Si bien las medidas de barrera (uso de guantes, gafas, camisolines) constituyen una forma de prevención de gran valor, se dispone de modalidades de inmunización activa para todo el personal de salud que no deben considerarse de menor importancia. En las distintas regiones de Iberoamérica rigen indicaciones obligatorias específicas que se relacionan con la epidemiología de cada nación, pero, a título de recomendación universal, es prudente recordar que vacunas se requieren para enfermeros y demás personal de salud:
- la vacuna anual contra la influenza estacional, aplicada durante el otoño
- la profilaxis antitetánica, dado el riesgo de lesiones cortantes o punzantes, en forma periódica cada década
- la vacunación contra la hepatitis B, con un esquema básico de 3 dosis y eventuales refuerzos en función del título de anticuerpos obtenido (que deberá controlarse cada 5 años)

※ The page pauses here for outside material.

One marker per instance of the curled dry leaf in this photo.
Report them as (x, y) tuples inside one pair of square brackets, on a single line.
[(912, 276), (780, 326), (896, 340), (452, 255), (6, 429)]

- la inmunización contra rubéola, sarampión y parotiditis viral (paperas) en una dosis única con refuerzos circunstanciales en función de la epidemiología
- en circunstancias especiales: vacuna contra la fiebre amarilla en áreas específicas
Además de la reducción en la morbilidad laboral, estas medidas atenúan el ausentismo laboral y optimizan el rendimiento del equipo de salud y, con ellos, mejoran la calidad de atención de los pacientes.